Retratos Ecuestres De Felipe III Y Margarita De Austria De Velázquez
EUROPA PRESS
Actualizado 02/12/2011 16:44:07 CET

MADRID, 2 Dic. (EUROPA PRESS) -

El Museo del Prado ha restaurado el retrato de 'Felipe III, a caballo' y 'Margarita de Austria, a caballo', realizados por Velázquez para el Salón de Reinos del palacio del Buen Retiro, y la escultura de 'Ariadna dormida' (siglo II d.C) que se exhibe ya con un nuevo resplandor en la llamada 'Ronda de Ariadna' de la pinacoteca.

Por su parte, los retratos de Velázquez se muestran en la gran sala basilical del Museo (sala de Las Meninas) con sus calidades pictóricas recuperadas y sin los añadidos creados en el siglo XVIII, que distorsionaban su composición.

Ambos cuadros estaban afectados por la acumulación de suciedad y la alteración del barniz y por la presencia de un 'velo' que creaba un efecto compositivo pernicioso reduciendo los planos espaciales. En el caso de Felipe III, a caballo, anulaba la potencia lumínica del cielo sobre el que se proyectan jinete y caballo.

Asimismo, la restauración de ambos cuadros no sólo ha implicado su limpieza, sino también la restitución, en la medida de lo posible, de sus condiciones originales de percepción siempre sin alterar los lienzos, según ha explicado Rocio Dávila encargada de la restauración en ambas pinturas durante casi dos años.

Respecto a la 'Ariadna dormida' expuesta en la sala circular del Museo conocida como 'Rotonda de Ariadna, sala en la que se ha realizado una renovación arquitectónica, luce un nuevo aspecto tras realizar una reintegración cromática con acuarela para cubrir el aspecto fragmentado que presentaba dicha pieza, según ha señalado Sonia Tortajada, restauradora del Museo del Prado y especialista en escultura.

LA MARAVILLOSA 'ARIADNA DORMIDA'

La 'Ariadna dormida' fue creada en la época del emperador Marco Aurelio como variante de una escultura griega del siglo II a. C. Ariadna aparece tumbada, dormida en la playa de Naxos, donde Teseo le acaba de abandonar tras la aventura del minotauro.

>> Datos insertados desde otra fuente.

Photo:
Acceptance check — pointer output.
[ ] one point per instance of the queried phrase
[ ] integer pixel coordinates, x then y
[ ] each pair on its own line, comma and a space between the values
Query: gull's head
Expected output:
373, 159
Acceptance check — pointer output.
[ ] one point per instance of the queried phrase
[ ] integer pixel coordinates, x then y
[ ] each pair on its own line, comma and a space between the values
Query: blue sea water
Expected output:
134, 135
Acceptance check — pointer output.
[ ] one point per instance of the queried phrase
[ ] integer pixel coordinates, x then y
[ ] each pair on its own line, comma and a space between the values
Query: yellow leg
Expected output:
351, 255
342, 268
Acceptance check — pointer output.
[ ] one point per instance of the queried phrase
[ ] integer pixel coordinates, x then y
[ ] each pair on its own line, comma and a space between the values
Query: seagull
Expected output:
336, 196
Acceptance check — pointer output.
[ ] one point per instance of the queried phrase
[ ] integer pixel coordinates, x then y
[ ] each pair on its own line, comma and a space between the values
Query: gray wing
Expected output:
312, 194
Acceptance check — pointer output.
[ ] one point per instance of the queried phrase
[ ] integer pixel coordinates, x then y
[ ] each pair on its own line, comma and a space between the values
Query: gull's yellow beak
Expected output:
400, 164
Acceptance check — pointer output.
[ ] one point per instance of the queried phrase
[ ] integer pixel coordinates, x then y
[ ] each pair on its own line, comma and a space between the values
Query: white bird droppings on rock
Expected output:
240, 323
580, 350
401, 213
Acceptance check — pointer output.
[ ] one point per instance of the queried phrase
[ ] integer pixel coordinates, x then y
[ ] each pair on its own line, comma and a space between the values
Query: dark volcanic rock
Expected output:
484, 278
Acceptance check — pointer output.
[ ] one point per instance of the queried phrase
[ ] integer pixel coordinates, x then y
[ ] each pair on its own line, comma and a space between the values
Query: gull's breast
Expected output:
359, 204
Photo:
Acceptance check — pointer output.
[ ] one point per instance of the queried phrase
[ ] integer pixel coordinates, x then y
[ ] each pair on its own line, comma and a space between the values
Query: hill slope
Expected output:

Procedente de la colección romana de Cristina de Suecia (1626-1689), la estatua incompleta fue restaurada h. 1670 por alumnos de Gianlorenzo Bernini, primer escultor de su época. En ese momento se le añadieron gran parte de los dos brazos, nariz, barbilla, un pie y otros fragmentos.

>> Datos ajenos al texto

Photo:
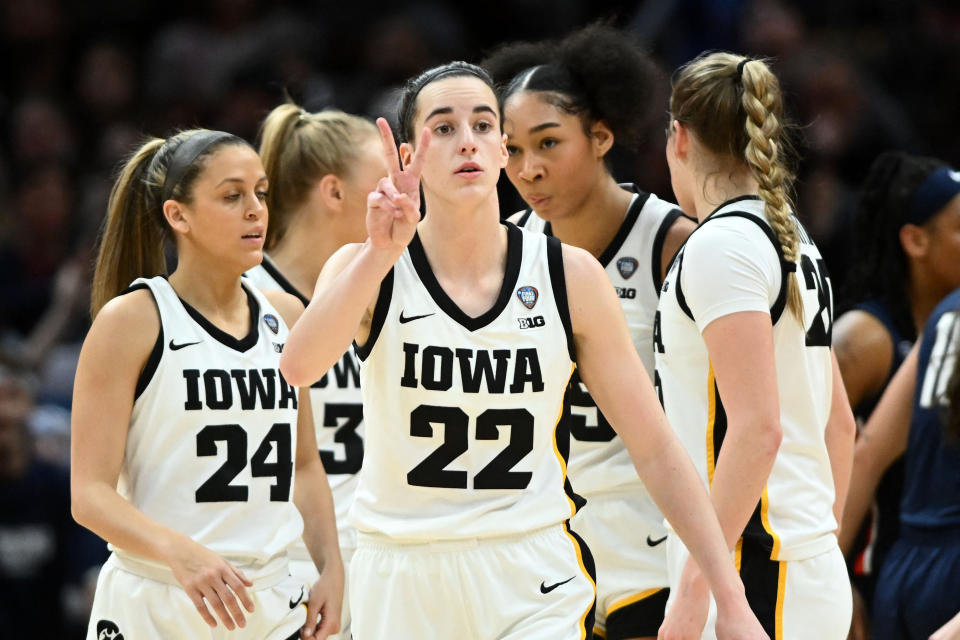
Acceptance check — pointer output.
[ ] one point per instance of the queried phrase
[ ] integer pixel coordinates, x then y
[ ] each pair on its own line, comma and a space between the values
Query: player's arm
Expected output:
840, 434
311, 494
114, 353
882, 440
612, 370
864, 353
347, 288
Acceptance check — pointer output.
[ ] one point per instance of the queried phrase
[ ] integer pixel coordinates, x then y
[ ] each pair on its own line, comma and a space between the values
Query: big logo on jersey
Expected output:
627, 267
528, 296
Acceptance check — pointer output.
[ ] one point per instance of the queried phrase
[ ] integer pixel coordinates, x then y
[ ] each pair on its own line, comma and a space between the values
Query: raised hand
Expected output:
393, 210
211, 581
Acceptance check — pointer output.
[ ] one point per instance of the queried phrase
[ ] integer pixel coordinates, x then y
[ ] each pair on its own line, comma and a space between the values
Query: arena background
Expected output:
82, 82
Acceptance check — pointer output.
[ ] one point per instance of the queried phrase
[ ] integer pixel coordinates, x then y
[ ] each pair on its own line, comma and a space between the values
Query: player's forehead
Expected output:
457, 94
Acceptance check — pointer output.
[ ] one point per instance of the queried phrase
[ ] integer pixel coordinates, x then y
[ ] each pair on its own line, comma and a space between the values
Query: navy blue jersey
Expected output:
931, 492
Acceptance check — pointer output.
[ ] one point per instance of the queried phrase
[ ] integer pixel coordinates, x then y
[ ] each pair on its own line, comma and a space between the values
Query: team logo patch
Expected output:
528, 296
271, 321
108, 630
627, 267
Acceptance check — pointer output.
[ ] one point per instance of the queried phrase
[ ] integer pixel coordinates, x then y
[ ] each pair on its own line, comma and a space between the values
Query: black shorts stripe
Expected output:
638, 619
763, 580
591, 568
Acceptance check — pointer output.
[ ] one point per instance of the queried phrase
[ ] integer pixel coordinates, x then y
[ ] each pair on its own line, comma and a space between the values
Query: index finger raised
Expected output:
416, 163
389, 148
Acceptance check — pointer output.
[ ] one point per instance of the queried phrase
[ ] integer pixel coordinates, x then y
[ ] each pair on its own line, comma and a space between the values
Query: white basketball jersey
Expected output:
598, 460
463, 413
337, 410
213, 434
794, 518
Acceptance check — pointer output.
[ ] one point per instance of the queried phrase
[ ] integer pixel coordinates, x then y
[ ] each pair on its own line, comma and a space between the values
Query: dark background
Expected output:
82, 82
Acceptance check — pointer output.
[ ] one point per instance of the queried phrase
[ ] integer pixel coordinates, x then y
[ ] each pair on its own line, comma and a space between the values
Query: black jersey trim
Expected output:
153, 361
732, 201
558, 282
522, 222
785, 267
681, 299
658, 241
242, 344
285, 284
380, 308
514, 258
630, 219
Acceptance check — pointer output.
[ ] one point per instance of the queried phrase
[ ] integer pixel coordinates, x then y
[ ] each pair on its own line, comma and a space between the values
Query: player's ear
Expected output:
915, 241
406, 154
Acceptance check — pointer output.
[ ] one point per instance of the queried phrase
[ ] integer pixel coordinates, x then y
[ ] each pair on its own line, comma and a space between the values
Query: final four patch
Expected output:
271, 321
627, 267
528, 296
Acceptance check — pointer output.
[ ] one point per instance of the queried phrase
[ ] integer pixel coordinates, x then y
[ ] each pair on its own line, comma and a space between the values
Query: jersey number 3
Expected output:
431, 472
218, 487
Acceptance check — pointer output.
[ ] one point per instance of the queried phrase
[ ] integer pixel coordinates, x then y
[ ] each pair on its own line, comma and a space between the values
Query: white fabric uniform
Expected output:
209, 453
620, 522
732, 263
338, 423
462, 416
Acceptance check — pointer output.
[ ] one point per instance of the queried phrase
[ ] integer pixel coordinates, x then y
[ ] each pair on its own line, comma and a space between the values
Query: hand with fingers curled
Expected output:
326, 600
211, 582
393, 210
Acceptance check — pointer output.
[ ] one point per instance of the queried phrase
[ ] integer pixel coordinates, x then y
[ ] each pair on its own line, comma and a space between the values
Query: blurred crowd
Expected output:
82, 82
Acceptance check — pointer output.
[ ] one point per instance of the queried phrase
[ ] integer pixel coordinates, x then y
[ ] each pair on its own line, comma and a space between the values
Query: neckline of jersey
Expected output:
242, 344
421, 265
271, 268
748, 196
629, 220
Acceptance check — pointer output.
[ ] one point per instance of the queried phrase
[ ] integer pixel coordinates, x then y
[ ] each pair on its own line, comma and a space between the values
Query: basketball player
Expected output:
908, 261
562, 115
178, 398
468, 330
919, 417
321, 166
742, 342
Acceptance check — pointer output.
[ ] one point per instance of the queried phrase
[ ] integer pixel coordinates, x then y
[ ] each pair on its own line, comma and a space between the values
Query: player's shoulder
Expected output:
287, 305
130, 321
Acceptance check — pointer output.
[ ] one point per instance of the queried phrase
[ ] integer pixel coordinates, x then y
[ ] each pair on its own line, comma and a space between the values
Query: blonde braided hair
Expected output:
735, 107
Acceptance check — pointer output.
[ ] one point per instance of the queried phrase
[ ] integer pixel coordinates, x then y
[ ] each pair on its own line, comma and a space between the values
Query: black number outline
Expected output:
578, 396
497, 474
346, 434
432, 471
282, 469
816, 277
217, 487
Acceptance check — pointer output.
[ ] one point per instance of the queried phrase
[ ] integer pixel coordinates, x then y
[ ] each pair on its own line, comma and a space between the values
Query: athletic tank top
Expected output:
599, 462
794, 518
931, 492
464, 437
337, 414
213, 434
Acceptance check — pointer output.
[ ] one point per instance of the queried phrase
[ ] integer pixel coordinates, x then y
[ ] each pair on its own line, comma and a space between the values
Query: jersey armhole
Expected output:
658, 241
153, 361
786, 268
559, 283
380, 308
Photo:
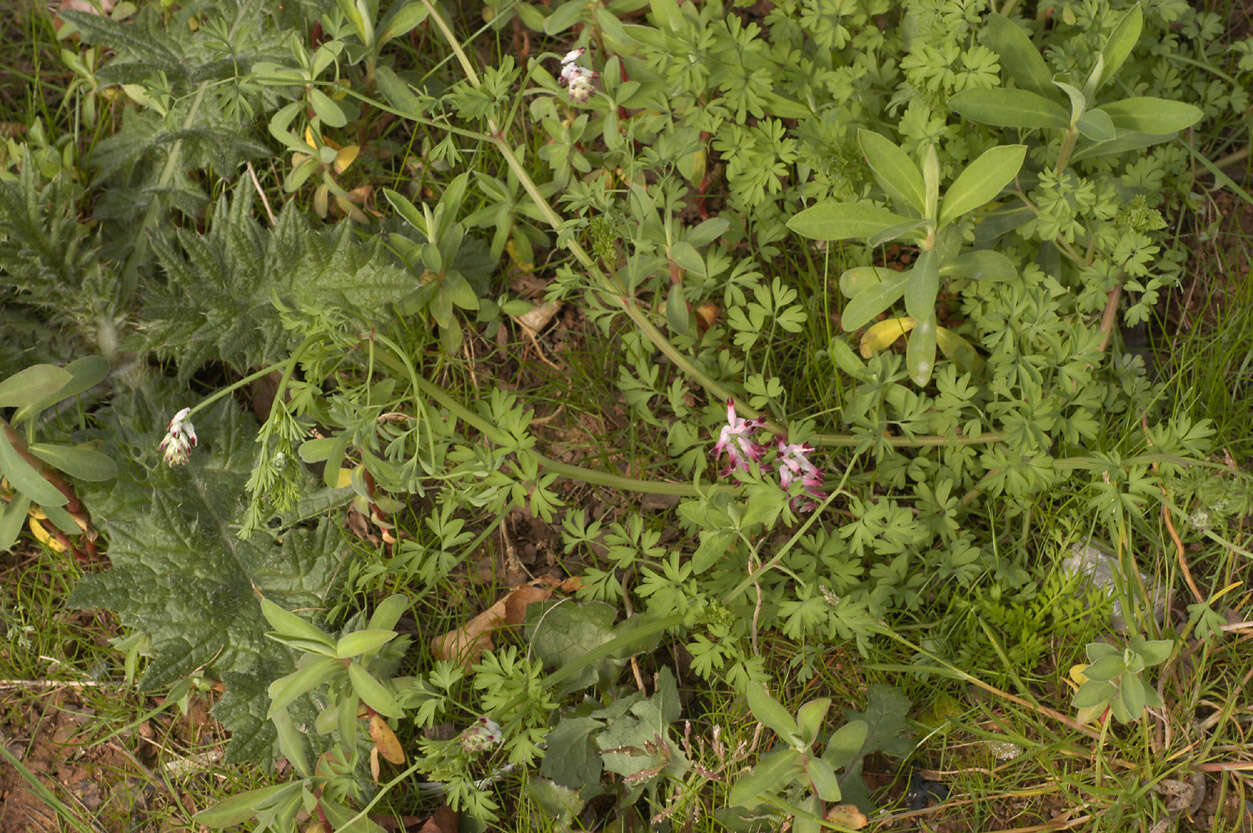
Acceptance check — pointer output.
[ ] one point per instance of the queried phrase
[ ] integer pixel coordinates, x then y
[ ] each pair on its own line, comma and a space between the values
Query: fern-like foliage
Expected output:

Las uniones de los fragmentos originales o añadidos que forman la escultura de Ariadna se habían visto deterioradas creando visualmente líneas oscuras por lo que el equipo de restauración ha aplicado color en la grietas para dar uniformidad a toda la escultura.

En La intervención, realizada por Sonia Tortajada (con la colaboración de María José Salas Garrido), se ha limpiado también toda la superficie para eliminar los depósitos de partículas sólidas y recubrimientos y la colocación, como medida de conservación preventiva, de un palet de acero inoxidable que sirve de soporte para su manipulación y montaje.

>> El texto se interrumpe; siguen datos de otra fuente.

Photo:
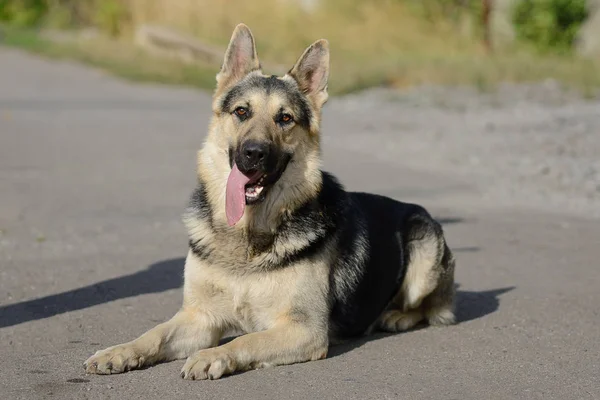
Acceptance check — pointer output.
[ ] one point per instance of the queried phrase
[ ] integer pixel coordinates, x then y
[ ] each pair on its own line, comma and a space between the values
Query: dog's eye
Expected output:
286, 119
241, 112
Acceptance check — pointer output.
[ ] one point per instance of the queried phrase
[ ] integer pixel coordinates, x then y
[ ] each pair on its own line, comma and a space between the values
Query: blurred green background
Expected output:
379, 42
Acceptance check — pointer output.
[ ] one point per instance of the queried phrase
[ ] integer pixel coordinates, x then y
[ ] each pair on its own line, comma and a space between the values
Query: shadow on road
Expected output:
158, 277
167, 275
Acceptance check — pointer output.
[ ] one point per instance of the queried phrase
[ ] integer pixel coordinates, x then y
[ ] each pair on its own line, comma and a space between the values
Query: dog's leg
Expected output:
286, 343
185, 333
438, 307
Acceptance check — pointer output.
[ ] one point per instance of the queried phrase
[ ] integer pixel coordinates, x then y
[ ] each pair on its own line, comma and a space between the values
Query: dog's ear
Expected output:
240, 58
312, 71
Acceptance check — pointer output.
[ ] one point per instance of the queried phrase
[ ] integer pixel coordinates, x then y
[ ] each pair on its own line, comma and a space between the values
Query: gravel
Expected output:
535, 146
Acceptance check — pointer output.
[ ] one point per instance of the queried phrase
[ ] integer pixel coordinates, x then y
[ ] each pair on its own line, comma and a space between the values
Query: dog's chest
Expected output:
250, 302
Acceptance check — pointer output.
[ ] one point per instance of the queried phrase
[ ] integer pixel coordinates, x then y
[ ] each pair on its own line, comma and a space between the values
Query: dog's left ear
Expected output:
312, 72
240, 58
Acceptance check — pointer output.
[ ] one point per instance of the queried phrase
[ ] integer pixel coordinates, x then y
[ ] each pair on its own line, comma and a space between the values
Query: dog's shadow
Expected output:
167, 275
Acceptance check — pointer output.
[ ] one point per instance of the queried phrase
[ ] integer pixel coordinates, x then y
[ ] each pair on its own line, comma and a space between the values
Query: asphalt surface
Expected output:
94, 175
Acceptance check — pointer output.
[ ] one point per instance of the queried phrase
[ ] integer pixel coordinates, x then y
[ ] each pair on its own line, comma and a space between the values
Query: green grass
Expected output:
117, 57
467, 67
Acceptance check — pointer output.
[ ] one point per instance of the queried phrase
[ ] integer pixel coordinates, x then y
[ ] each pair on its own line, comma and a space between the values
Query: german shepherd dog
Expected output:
278, 250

El Museo del Prado ha realizado estas restauraciones gracias al patrocinio de la Fundación Iberdrola como 'miembro protector' de su Programa de Restauraciones. Y entre los próximos proyectos, el equipo del Prado está ya trabajando en un par de ángeles en madera policromada de Maes Tydeman, que llevan tiempo sin exhibirse.